Towards Autopoietic Computing

TL;DR

This paper reviews autopoiesis, a biological theory of self-organization and self-maintenance, exploring its potential application to creating scalable, robust computing systems inspired by biological processes.

Contribution

It provides a conceptual review linking autopoiesis to computation, aiming to develop a formal theory of autopoietic computing for complex system management.

Findings

Highlights properties of autopoiesis relevant to computing

Connects biological self-organization to computational theories

Lays groundwork for formal autopoietic computing models

Abstract

A key challenge in modern computing is to develop systems that address complex, dynamic problems in a scalable and efficient way, because the increasing complexity of software makes designing and maintaining efficient and flexible systems increasingly difficult.
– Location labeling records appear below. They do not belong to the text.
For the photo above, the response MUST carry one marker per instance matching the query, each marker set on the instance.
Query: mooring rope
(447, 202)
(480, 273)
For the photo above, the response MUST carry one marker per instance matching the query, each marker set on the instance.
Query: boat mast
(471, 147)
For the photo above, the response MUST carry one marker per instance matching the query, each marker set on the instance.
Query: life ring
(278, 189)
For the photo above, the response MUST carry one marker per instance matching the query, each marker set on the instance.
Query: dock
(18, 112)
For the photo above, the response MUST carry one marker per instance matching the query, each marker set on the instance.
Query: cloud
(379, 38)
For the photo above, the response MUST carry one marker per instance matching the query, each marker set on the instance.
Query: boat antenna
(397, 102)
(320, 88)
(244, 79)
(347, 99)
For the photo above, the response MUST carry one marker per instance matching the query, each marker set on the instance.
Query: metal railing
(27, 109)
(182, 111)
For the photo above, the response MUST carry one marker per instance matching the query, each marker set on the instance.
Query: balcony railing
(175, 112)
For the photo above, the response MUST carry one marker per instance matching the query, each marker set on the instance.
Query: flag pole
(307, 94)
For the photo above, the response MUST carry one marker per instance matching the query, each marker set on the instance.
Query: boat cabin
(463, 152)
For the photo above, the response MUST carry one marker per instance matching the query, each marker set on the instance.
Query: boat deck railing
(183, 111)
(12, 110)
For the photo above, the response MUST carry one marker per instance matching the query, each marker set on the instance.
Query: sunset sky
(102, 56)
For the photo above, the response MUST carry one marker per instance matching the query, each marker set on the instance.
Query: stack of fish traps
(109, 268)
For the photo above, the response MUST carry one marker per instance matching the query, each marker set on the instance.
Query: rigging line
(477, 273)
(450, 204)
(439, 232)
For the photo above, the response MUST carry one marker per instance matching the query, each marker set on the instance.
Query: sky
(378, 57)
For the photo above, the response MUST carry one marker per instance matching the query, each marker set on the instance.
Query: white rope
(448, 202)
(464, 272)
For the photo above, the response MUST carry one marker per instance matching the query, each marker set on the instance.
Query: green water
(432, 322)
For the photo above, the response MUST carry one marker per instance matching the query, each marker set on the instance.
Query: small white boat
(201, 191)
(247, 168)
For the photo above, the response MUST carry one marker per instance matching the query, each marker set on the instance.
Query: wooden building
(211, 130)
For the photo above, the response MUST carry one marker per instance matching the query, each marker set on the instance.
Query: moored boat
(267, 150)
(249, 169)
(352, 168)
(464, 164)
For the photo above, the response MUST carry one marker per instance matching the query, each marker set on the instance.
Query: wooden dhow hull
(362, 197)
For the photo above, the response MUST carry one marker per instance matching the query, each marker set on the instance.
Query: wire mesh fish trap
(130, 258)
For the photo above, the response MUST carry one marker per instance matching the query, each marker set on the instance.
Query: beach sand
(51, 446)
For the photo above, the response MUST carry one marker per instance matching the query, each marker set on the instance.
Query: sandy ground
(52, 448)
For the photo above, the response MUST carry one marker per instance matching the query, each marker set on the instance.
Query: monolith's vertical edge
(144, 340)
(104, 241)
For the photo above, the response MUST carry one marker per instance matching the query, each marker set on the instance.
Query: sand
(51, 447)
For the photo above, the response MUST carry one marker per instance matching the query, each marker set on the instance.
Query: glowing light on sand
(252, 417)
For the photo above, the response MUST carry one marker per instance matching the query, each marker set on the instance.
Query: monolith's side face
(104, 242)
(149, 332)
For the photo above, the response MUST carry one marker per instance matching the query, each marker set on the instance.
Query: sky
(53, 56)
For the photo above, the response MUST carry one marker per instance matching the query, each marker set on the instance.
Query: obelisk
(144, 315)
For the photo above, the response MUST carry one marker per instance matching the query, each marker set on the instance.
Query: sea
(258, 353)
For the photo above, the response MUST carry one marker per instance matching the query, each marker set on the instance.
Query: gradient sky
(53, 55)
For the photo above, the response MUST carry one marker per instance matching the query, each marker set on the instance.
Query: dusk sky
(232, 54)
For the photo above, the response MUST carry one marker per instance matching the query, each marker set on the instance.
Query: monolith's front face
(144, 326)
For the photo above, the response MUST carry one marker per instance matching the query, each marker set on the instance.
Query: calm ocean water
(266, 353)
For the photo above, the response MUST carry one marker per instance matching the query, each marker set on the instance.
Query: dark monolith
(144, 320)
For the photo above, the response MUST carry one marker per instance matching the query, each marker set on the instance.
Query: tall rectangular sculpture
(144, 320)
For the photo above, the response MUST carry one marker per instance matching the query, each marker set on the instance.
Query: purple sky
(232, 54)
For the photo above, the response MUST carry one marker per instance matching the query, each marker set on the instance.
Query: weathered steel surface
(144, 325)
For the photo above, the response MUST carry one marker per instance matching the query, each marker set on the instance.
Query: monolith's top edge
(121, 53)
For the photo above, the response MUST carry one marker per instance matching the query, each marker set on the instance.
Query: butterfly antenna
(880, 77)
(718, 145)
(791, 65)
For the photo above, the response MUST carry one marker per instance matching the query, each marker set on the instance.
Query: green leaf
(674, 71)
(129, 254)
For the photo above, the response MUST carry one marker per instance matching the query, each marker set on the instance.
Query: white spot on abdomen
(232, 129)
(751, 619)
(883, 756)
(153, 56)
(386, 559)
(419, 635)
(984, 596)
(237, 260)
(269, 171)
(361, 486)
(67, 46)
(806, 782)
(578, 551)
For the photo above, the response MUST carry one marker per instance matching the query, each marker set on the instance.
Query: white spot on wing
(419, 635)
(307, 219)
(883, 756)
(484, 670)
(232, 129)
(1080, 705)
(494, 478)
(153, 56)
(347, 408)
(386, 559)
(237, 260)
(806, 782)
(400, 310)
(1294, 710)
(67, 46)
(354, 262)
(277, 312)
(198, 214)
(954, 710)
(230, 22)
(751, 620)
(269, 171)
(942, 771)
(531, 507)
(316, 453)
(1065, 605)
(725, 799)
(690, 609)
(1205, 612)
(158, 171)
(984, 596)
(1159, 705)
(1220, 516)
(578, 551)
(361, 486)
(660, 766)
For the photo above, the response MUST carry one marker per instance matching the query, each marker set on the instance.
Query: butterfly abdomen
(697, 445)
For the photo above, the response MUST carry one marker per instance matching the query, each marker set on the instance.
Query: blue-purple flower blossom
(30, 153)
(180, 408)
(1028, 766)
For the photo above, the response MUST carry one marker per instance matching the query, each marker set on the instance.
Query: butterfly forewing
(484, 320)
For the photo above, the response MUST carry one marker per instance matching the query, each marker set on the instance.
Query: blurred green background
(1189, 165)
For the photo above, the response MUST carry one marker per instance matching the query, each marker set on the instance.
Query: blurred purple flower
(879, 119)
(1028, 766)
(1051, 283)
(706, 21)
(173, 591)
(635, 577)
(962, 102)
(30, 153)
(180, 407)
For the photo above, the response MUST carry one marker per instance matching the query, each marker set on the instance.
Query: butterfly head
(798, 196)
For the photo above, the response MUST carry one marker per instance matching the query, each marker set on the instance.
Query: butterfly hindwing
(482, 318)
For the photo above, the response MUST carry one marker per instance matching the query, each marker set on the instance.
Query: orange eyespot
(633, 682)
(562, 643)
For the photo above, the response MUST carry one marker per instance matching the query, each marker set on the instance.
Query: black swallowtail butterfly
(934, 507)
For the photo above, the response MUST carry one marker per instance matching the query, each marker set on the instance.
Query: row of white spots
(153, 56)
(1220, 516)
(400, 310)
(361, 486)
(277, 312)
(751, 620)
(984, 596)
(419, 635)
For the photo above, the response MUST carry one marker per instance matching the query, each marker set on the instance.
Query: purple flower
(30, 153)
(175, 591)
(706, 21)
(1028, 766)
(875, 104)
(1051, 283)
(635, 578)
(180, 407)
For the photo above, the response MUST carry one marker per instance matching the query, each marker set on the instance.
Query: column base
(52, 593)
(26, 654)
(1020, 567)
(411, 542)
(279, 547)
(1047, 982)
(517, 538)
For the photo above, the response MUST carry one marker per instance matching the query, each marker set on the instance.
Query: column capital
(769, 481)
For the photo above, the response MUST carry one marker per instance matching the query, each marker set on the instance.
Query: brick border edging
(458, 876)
Biological systems are thought to possess robust, scalable processing paradigms that can automatically manage complex, dynamic problem spaces, possessing several properties that may be useful in computer systems. The biological properties of self-organisation, self-replication, self-management, and scalability are addressed in an interesting way by autopoiesis, a descriptive theory of the cell founded on the concept of a system's circular organisation to define its boundary with its environment. In this paper, therefore, we review the main concepts of autopoiesis and then discuss how they could be related to fundamental concepts and theories of computation. The paper is conceptual in nature and the emphasis is on the review of other people's work in this area as part of a longer-term strategy to develop a formal theory of autopoietic computing.